Of course. As you've surely noticed that is already the case with the
APIs that are in the spec already.

>> And it also doesn't handle the problem of what to do if someone does
>> provide a different collation function between open calls to the
>> database, which might have different ideas of which values compare
>> equal. Even if the author only makes use of the built-in collation
>> functions we still are left with the problem of what happens if that
>> function changes between open calls? Or worse, what happens if two
>> pages open the same database, but uses different collations in the two
>> pages?
>
> I would recommend using modular programming and providing a javascript file
> to include which does the open for each page.

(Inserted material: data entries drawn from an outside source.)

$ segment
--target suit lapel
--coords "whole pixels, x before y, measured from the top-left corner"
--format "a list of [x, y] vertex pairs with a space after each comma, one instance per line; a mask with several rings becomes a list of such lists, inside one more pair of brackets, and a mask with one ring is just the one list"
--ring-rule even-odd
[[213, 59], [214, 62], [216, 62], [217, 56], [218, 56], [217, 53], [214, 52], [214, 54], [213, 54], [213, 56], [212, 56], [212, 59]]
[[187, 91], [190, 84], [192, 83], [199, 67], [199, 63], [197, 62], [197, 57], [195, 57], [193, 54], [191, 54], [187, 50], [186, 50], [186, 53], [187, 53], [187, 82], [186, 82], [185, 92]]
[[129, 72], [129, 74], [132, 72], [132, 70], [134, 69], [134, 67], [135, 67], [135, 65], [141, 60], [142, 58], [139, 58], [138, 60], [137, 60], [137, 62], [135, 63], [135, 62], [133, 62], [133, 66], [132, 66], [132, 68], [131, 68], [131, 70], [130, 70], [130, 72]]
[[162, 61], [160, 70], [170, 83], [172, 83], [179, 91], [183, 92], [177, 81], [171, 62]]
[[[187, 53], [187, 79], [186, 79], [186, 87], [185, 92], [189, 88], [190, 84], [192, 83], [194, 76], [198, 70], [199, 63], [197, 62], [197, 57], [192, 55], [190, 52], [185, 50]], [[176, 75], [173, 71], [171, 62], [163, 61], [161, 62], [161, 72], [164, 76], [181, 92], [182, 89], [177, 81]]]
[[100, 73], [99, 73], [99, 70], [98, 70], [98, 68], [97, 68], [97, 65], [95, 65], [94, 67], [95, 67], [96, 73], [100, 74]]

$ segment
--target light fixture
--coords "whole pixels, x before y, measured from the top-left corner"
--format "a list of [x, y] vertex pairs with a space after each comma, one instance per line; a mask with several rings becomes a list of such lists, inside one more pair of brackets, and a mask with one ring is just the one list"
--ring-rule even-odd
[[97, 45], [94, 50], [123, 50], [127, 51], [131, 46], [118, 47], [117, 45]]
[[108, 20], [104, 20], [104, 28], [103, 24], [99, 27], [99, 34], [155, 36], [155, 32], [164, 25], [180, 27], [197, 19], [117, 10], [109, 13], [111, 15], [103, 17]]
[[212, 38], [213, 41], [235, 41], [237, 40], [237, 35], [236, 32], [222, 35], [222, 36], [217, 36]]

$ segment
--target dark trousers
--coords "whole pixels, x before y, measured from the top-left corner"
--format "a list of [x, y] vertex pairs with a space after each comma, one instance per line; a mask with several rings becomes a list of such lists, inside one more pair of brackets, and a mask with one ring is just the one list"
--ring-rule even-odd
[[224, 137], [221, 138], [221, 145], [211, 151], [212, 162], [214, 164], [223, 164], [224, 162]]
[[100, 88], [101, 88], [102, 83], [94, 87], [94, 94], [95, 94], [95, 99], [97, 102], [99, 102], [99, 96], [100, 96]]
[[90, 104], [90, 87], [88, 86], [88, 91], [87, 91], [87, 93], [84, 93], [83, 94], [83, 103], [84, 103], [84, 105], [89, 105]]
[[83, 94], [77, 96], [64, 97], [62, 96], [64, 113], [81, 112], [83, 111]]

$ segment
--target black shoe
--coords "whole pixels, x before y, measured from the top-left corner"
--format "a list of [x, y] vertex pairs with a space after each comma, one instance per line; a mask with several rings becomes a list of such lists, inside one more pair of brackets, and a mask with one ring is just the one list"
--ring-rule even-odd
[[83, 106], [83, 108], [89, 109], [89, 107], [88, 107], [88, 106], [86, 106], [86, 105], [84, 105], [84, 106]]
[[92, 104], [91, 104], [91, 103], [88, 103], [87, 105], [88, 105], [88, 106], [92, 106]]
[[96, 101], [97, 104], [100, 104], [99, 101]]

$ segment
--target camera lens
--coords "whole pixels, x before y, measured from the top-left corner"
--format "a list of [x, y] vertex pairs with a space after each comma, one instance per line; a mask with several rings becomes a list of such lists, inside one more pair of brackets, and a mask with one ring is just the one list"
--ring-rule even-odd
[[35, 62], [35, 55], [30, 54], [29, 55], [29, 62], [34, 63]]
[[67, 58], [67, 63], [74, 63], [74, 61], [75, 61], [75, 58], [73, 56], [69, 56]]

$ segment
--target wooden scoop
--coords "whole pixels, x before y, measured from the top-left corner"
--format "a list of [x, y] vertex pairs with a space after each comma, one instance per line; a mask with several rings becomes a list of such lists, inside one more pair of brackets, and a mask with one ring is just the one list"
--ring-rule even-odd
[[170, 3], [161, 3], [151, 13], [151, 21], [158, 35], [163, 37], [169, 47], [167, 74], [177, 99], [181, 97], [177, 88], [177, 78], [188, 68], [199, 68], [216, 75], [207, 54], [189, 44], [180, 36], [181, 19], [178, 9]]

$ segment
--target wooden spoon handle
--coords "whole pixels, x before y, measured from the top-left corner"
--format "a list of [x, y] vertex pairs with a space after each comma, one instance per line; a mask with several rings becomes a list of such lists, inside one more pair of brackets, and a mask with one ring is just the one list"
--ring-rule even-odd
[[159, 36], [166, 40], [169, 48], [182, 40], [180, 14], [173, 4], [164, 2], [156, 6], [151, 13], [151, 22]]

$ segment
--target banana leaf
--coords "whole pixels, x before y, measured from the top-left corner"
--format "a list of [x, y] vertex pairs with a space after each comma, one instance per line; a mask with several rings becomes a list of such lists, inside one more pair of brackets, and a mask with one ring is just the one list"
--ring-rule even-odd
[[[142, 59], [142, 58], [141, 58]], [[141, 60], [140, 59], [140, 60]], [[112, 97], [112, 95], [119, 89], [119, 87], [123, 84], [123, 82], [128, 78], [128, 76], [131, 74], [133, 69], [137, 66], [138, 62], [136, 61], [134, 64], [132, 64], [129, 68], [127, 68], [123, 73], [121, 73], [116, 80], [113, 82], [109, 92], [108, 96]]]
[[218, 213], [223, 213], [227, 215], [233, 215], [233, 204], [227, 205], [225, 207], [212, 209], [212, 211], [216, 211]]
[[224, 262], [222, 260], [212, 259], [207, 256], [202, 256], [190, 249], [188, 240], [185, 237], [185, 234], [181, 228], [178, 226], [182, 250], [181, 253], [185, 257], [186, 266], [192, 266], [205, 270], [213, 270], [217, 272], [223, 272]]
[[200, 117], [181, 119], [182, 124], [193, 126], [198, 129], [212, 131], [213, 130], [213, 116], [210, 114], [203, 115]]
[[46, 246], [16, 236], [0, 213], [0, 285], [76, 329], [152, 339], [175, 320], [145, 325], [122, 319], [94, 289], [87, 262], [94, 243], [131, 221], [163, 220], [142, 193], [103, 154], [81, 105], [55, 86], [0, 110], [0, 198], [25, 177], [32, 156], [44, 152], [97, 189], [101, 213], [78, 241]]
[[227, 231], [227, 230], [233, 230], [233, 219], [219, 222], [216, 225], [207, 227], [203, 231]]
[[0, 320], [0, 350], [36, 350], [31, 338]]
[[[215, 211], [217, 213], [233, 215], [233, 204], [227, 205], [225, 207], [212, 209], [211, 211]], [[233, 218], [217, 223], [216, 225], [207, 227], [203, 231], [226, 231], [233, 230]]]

Sure, we can recommend that for webdevelopers. However the questions I
posed was about what IndexedDB implementations should do? I.e. what
behavior in these scenarios would we define in the spec?

>> So all in all, compared to what Pablo is proposing, your proposal only
>> adds support for a rare set of use cases, while not fitting with the
>> rest of the API, and introduces a whole set of edge cases that we need
>> to spend time defining and handling in the implementation.
>
> My proposal allows libraries to make sure that collations offered by
> different backends are the same.   If WebSQL offers a collation order (from
> SQLite) that IndexedDB does not support, the library can provide an
> implementation.
>
>>
>> Based on that, my conclusion is that we should go with what Pablo is
>> proposing. And I think we should do it for v1.
>>
>> / Jonas
>
> I agree with that for v1,
> with this requirement: all the stored properties are readable.

Of course. I don't believe anyone has suggested anything else.

> and with this request: the ability to supply a collation function (that is
> not persisted) for library authors writing libraries like relationalDB over
> the top of IndexedDB. On that basis, all the arguments about users writing
> pages are moot, as I think we need to support library authors too.

This sounds like a feature we should look at for v2 for sure.

/ Jonas
Received on Friday, 6 May 2011 12:10:38 UTC